For decades, the NYPD has determined which journalists are allowed to take pictures at a crime scene, report on the streets after an 8 p.m. curfew, and enter police headquarters for news conferences. But on Tuesday morning, the NYPD announced that it is ready to relinquish that responsibility to another city agency.
The police department's new stance comes as the City Council debates a package of legislation aimed at police reform. One of those bills would transfer press credentialing authority away from the police department to the Department of Citywide Administrative Services, which handles employment issues for city agencies.
At a hearing to discuss the bill on Tuesday morning, NYPD attorney Oleg Chernyavsky framed the department's position as a welcome restructuring, and compared it to a recent decision by the de Blasio administration to move street vending enforcement away from the police.
Yet press representatives and civil rights attorneys were divided.
"If the issue is going behind police lines, the best judges of that are the police," Jane Tillman Irving, the head of the New York Press Club, said while opposing the bill.
Irving and others argued that the NYPD at least shows a modicum of respect for a credential that they themselves issue, though she said that has changed for the worse in recent years.
"They've been less forthcoming, members of the press are frequently sequestered down the street from the action," Irving noted.
Longtime civil rights attorney Norman Siegel countered that it is the duty of the Mayor's Office and the NYPD to ensure that police at the scene of breaking news events respect a press credential issued by another agency.
"The NYPD issues the press credential. The police officer out on the street becomes the complaining party. The NYPD becomes the judge, jury, and decision maker. You can't have a fair decision that way," Siegel said. "Take it away from the NYPD. That is the most important point that you all should be hearing over and over again."
Councilmember Adrienne Adams, the chair of the Public Safety Committee, said that she believed it was important to remove the NYPD's press credentialing authority because of an undercurrent of anti-press rhetoric that had been endorsed by some members of the department, including its union leaders, who supported former President Donald Trump.
"In looking at our own NYPD and the fact that a PA system was used in a certain area of this city to promote the former president, the fact that the president's items were touted in uniform," Adams said. "I'm not sure that the climate has necessarily changed."
Councilmember Kalman Yeger pointed out that the mayor receives as much, if not more press coverage, than the NYPD, and wondered how an agency within the Mayor's Office could be objective when issuing credentials.
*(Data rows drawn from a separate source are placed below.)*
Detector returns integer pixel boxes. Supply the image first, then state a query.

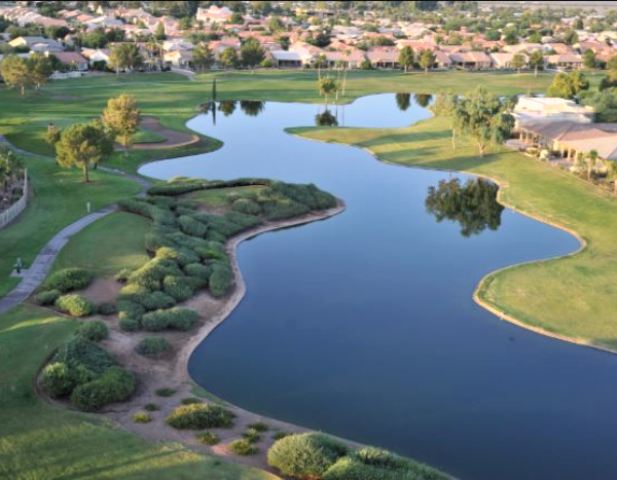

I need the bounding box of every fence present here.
[0,170,28,230]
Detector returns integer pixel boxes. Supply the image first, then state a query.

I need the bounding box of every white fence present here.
[0,170,28,230]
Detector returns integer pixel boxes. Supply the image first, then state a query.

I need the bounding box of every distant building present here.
[513,96,595,128]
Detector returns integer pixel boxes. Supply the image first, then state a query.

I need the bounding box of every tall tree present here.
[192,43,214,71]
[528,50,544,77]
[583,49,596,69]
[155,22,166,41]
[219,47,238,69]
[453,87,514,157]
[27,52,53,89]
[511,53,526,74]
[419,49,435,74]
[102,94,141,152]
[55,122,113,182]
[240,37,265,72]
[108,43,143,73]
[0,55,31,95]
[398,46,414,73]
[547,71,589,99]
[318,76,338,108]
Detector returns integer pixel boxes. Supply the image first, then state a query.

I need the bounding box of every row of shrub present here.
[267,433,447,480]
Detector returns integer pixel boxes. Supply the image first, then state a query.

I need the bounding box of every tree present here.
[240,37,265,72]
[605,159,617,195]
[564,29,578,45]
[267,16,285,33]
[419,49,435,74]
[511,53,526,74]
[239,100,265,116]
[155,22,166,41]
[219,47,238,69]
[395,93,410,111]
[318,76,338,108]
[192,43,214,71]
[503,29,519,45]
[108,43,143,73]
[44,123,62,146]
[0,146,23,201]
[27,52,53,89]
[582,88,617,121]
[528,50,544,77]
[414,93,432,108]
[398,46,414,73]
[583,49,596,69]
[430,92,459,149]
[585,150,599,180]
[546,71,589,99]
[229,12,244,24]
[453,87,514,157]
[55,122,113,182]
[608,55,617,71]
[0,55,31,95]
[102,94,141,152]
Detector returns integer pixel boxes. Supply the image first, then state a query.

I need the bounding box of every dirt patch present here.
[79,277,121,304]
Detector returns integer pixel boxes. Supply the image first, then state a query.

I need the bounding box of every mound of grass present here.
[196,431,220,446]
[55,294,94,317]
[230,439,259,456]
[132,411,152,423]
[166,403,235,430]
[248,422,269,432]
[45,268,94,293]
[135,336,172,358]
[77,320,109,342]
[209,263,233,298]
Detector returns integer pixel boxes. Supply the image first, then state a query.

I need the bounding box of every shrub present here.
[156,246,200,267]
[323,453,448,480]
[55,294,94,317]
[128,258,184,290]
[196,431,220,445]
[248,422,269,432]
[184,263,211,281]
[144,403,159,411]
[209,263,233,298]
[33,289,61,306]
[140,291,176,311]
[118,282,151,303]
[230,439,258,456]
[272,431,290,440]
[155,387,176,397]
[181,397,203,405]
[52,336,115,377]
[178,215,209,237]
[162,275,194,301]
[166,403,235,429]
[133,411,152,423]
[41,362,74,397]
[77,320,109,342]
[267,433,347,479]
[119,317,141,332]
[115,268,131,282]
[232,198,262,215]
[141,307,198,332]
[97,302,117,315]
[243,428,261,444]
[135,337,172,358]
[117,299,145,323]
[70,367,136,411]
[46,268,94,293]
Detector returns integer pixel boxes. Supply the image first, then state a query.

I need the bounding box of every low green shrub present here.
[140,291,176,311]
[118,282,151,303]
[166,403,235,429]
[46,268,94,293]
[267,433,347,479]
[178,215,209,237]
[128,258,183,290]
[232,198,262,215]
[97,302,117,316]
[156,246,200,267]
[209,263,233,298]
[41,362,74,397]
[141,307,198,332]
[55,294,94,317]
[155,387,176,397]
[119,317,141,332]
[117,299,145,324]
[133,411,152,423]
[184,263,211,281]
[196,431,220,445]
[272,431,290,440]
[144,403,159,411]
[52,336,115,377]
[243,428,261,444]
[114,268,131,282]
[248,422,269,432]
[77,320,109,342]
[70,366,135,411]
[230,439,258,456]
[180,397,203,405]
[135,337,171,358]
[33,289,61,306]
[162,275,194,301]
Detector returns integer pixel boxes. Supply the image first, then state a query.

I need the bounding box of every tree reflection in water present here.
[425,177,504,237]
[218,100,236,116]
[240,100,265,116]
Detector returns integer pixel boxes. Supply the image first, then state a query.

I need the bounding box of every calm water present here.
[140,95,617,480]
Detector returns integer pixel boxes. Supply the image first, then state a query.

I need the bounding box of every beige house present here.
[513,96,595,128]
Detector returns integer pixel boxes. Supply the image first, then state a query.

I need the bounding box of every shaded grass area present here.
[292,116,617,350]
[0,305,276,480]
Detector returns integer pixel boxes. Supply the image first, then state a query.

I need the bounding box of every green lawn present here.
[292,115,617,349]
[0,305,276,480]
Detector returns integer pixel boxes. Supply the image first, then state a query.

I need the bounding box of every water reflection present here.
[315,109,338,127]
[414,93,433,108]
[425,177,504,237]
[395,93,411,111]
[219,100,236,116]
[240,100,265,117]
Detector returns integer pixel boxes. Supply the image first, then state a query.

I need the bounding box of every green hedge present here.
[77,320,109,342]
[141,307,198,332]
[162,275,194,301]
[140,291,177,311]
[135,336,172,358]
[156,246,200,267]
[33,289,61,306]
[55,294,94,317]
[46,268,94,293]
[178,215,209,237]
[166,403,235,429]
[70,366,135,411]
[209,262,233,298]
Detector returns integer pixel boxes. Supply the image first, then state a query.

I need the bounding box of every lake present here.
[140,94,617,480]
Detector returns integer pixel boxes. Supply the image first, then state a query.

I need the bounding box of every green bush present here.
[141,307,198,332]
[248,422,269,432]
[33,289,61,306]
[77,320,109,342]
[323,452,448,480]
[41,362,75,397]
[128,258,184,290]
[144,403,160,411]
[196,431,220,445]
[232,198,262,215]
[209,263,233,298]
[166,403,235,429]
[272,431,290,440]
[117,299,145,325]
[180,397,203,405]
[140,291,177,311]
[52,336,115,377]
[114,268,132,282]
[243,428,261,444]
[135,336,172,358]
[156,246,200,267]
[194,241,226,261]
[118,282,150,304]
[267,433,347,479]
[133,411,152,423]
[230,439,258,456]
[184,263,211,281]
[155,387,176,397]
[119,317,141,332]
[97,302,117,316]
[162,275,194,301]
[55,294,94,317]
[70,366,135,411]
[178,215,209,237]
[46,268,94,293]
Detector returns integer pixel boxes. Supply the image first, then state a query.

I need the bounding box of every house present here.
[196,5,233,24]
[163,50,193,68]
[449,51,492,70]
[433,50,452,69]
[366,46,399,68]
[513,96,595,129]
[52,52,89,71]
[545,54,583,70]
[9,36,64,53]
[490,52,527,69]
[271,50,303,68]
[81,48,110,66]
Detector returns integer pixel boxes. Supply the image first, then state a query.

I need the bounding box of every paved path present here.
[0,136,151,314]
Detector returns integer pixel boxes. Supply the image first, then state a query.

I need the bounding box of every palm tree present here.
[318,77,338,109]
[586,149,599,180]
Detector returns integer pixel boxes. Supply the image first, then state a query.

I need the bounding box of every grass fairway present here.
[291,115,617,350]
[0,305,276,480]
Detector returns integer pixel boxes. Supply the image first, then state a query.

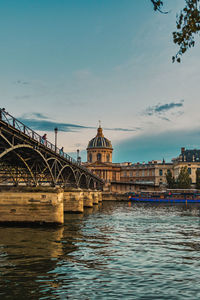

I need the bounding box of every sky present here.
[1,0,200,163]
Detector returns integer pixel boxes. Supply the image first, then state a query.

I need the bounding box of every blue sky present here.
[1,0,200,162]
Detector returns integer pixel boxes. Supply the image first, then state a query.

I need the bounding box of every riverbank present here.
[102,192,127,201]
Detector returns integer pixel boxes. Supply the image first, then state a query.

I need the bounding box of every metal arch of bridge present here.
[0,109,104,190]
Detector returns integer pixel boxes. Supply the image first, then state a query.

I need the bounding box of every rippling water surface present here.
[1,201,200,299]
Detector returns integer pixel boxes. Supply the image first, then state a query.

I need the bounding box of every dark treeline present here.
[166,167,200,189]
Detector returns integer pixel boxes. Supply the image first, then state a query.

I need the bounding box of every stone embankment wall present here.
[0,187,64,225]
[102,192,127,201]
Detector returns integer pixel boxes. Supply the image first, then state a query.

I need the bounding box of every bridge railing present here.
[0,108,103,183]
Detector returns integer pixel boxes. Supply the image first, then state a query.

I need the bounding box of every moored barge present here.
[129,190,200,203]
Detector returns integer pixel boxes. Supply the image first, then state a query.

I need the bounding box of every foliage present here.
[166,169,176,188]
[176,166,191,188]
[151,1,166,13]
[196,169,200,189]
[151,0,200,62]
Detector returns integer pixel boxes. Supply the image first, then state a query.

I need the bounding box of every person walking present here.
[42,134,47,145]
[60,147,64,155]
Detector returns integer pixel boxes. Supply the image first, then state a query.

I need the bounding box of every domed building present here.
[84,124,176,194]
[85,125,121,190]
[87,125,113,163]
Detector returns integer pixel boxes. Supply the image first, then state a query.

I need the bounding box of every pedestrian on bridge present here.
[42,134,47,145]
[60,147,64,156]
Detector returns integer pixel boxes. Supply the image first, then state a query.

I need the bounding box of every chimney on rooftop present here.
[181,147,185,154]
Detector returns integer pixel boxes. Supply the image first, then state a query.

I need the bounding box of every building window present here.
[97,153,102,162]
[159,169,163,176]
[188,167,191,174]
[89,153,92,163]
[107,154,110,162]
[130,171,133,177]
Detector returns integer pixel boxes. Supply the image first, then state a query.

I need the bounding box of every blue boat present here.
[129,190,200,203]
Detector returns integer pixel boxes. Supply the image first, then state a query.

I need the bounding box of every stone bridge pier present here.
[0,187,103,225]
[0,187,64,225]
[63,188,103,212]
[63,188,84,213]
[92,191,99,205]
[82,190,94,208]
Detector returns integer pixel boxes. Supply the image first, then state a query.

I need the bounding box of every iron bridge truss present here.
[0,109,103,190]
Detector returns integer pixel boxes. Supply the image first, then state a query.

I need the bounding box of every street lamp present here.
[54,127,58,152]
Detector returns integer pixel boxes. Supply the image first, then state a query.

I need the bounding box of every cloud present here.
[159,116,170,122]
[18,112,138,133]
[15,80,30,85]
[144,100,184,117]
[32,113,49,120]
[18,117,89,133]
[105,127,141,132]
[21,112,49,120]
[113,127,200,163]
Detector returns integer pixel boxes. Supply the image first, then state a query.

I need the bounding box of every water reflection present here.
[0,226,64,299]
[1,202,200,299]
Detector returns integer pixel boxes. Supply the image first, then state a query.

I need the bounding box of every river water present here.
[1,201,200,299]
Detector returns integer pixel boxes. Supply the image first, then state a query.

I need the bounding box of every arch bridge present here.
[0,109,103,190]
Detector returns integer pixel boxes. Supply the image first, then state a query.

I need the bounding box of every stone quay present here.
[0,186,103,225]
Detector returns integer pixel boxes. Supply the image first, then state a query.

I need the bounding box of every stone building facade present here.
[84,126,173,192]
[120,161,173,186]
[84,127,200,192]
[173,147,200,184]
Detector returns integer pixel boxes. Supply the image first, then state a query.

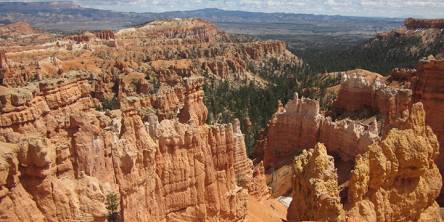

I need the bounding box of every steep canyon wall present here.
[0,18,288,221]
[287,103,443,222]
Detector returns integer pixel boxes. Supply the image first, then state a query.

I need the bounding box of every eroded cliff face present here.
[258,91,380,171]
[334,69,412,126]
[0,75,253,222]
[413,58,444,203]
[405,18,444,29]
[287,143,345,222]
[288,103,443,222]
[257,69,411,171]
[0,19,283,221]
[255,65,444,201]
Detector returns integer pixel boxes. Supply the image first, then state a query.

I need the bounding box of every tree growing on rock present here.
[105,193,120,222]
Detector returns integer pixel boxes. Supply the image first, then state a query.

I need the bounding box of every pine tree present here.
[105,193,120,222]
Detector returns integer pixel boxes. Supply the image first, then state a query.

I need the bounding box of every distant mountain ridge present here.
[0,1,82,10]
[0,2,402,33]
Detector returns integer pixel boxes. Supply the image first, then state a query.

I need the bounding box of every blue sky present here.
[3,0,444,18]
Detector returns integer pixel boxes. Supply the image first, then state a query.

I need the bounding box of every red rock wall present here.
[413,58,444,203]
[258,70,414,172]
[287,103,442,221]
[0,50,7,70]
[0,18,298,221]
[405,18,444,29]
[259,93,379,170]
[0,74,253,222]
[244,41,287,60]
[67,34,90,43]
[333,69,412,126]
[95,30,115,40]
[179,77,208,126]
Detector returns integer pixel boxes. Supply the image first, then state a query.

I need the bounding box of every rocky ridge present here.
[288,103,442,221]
[405,18,444,30]
[256,69,411,172]
[258,92,379,171]
[412,58,444,203]
[0,19,290,221]
[0,73,254,221]
[256,58,444,203]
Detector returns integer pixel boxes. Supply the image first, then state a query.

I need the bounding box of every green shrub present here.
[105,193,120,222]
[101,96,120,111]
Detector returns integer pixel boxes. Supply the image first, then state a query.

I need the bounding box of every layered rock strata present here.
[333,69,412,126]
[287,143,345,221]
[288,103,443,222]
[178,77,208,126]
[0,19,283,222]
[259,93,379,170]
[233,119,254,190]
[413,58,444,202]
[405,18,444,30]
[255,69,420,198]
[257,69,415,170]
[0,19,299,89]
[0,77,254,221]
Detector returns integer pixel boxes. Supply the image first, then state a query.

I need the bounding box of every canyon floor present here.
[247,197,287,222]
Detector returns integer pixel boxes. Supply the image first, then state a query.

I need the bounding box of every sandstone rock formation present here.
[0,74,254,221]
[258,92,379,171]
[256,69,418,169]
[95,30,115,40]
[0,50,11,85]
[233,119,254,190]
[405,18,444,30]
[413,58,444,203]
[0,19,284,221]
[333,69,412,126]
[268,164,293,197]
[249,161,270,199]
[179,77,208,126]
[287,103,443,222]
[232,119,270,199]
[0,50,7,70]
[255,67,444,200]
[67,34,91,43]
[287,143,345,222]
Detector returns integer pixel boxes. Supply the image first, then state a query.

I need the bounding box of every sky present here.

Yeger said that given the NYPD's need to restrict press access sometimes, it was appropriate for them to maintain control of the credentials. "To keep order, that's the most important job of a free society," Yeger said.
Other skeptics noted the bill's lack of any framework for how a new city agency would issue and regulate the credentials. Currently, journalists have no due process rights when the NYPD suspends or revokes their press card. This past summer, the NYPD was forced to create a new set of rules for how the system is governed, spurred by five years of litigation from journalist (and Gothamist contributor) J.B. Nicholas. But because of this pending legislation, the de Blasio administration has not signed off on that framework, which is now months overdue. (The Mayor's Office and the Law Department did not respond to a request for comment. The NYPD sent us the draft proposed rules.)
"Whatever the intentions of this bill, it's premature," said Al-Amyn Sumar, an attorney for the New York Times. "The NYPD rulemaking should be allowed to play out. It at least gives us a reference point. What are the ways that the current system is deficient?"
Councilmember Keith Powers, the main sponsor of the bill, said in a phone call on Tuesday afternoon that he "wasn't moved by that argument," though he did acknowledge the testimony from many during the hearing questioning his legislation's inclusion of a background check for credentialed journalists.
Powers's bill would give the Department of Citywide Administrative Services the press credentialing power, while the NYPD and the Mayor's Office support it going to the Mayor's Office of Media and Entertainment. Powers said that the details would have to be worked out, and the legislation would need to be tweaked, but that he hoped it could be passed along with the rest of the police reform package as soon as this spring.
"The starting point of this conversation is: should an agency that is so thoroughly covered by the press, should they also be in charge of issuing press credentials in New York City?" Powers said. "My answer to that is no."